The report helpfully summarises the likely issues that could arise should we fail to achieve this, many of which resonate with my own past failures in the field of CPD design. For example, you might deliver high quality upfront training which builds teacher knowledge, motivates them to change practice, and models context-appropriate techniques. However, without a mechanism to follow up on this in order to embed the change in practice, teachers are likely to revert to old habits, despite good intentions.

 

The more mechanisms, the more likely professional development will impact pupils positively

This finding is potentially challenging for individual schools working to design their own CPD. While it seems intuitively right (a feeling not always correlated to research findings), as schools we have finite capacity which can cause us to make trade-offs. While the report points out that the actual content of CPD still matters a great deal to its impact, many schools understandably opt to invest in external CPD provision in order to provide the right mechanisms for sustained change. 

Arm yourselves as critical consumers of professional development

With the Department for Education encouraging us to utilise external providers, whether for the Early Career Framework reforms, National Professional Qualifications or subject-specific development, schools may be feeling overwhelmed. How are we to select the best available options?

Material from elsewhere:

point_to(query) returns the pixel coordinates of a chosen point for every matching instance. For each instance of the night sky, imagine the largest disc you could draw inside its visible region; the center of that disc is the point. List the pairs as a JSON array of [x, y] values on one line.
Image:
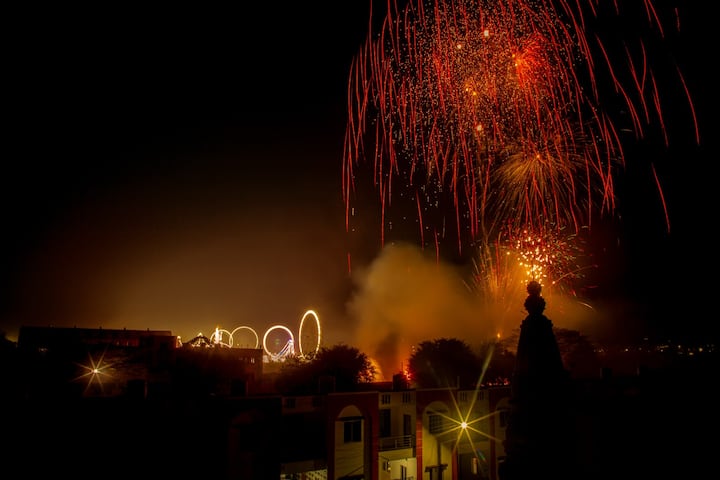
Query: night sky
[[180, 169]]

This is where the report’s list of mechanisms will really help. While ‘lots of mechanisms, please’ may be an unachievable ask at the moment for schools in terms of designing their own CPD, it seems only reasonable to expect this from CPD providers. I’d encourage schools to use the guidance and related tools from the EEF to really question offers and options before signing up to them. For example, the Early Career Framework’s laudable aim is to improve induction into, and retention within, our profession. We need to be critical consumers of the related programmes on offer to maximise the chances of this aim being achieved.

Regardless, leadership buy-in is the dealmaker or breaker

A research geek like me loves new terminology — yay mechanisms! For you, another buzzword may be a turn-off. Regardless, elsewhere in the report we find old truths that ring true. In particular, the report recommends that we need to implement professional development with care. It would be wonderful for schools right now if we could outsource this challenge, however the report makes little distinction here between internally and externally developed programmes. While we will inevitably seek to adapt programmes to suit our local contexts, if we omit the intended mechanisms then ‘common failures of CPD’ are likely to result.

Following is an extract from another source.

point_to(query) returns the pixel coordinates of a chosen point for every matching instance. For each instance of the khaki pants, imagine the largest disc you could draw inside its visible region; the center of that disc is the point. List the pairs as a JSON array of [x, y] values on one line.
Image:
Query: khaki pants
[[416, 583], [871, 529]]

Trying to trim the time spent on CPD (i.e. accelerate through or omit learning activities) is cited as the most common way in which schools adapt programmes. But while previous thinking about teacher CPD needing to last for two terms or more is now seen as less significant than effective use of time, we still need to invest sufficient time to understand a programme well. This lessens the risk of any adaptations negating the intended impact.

In other words, ‘free’ CPD may not equal a ‘free lunch’ unless we can actually commit to eating the food on offer.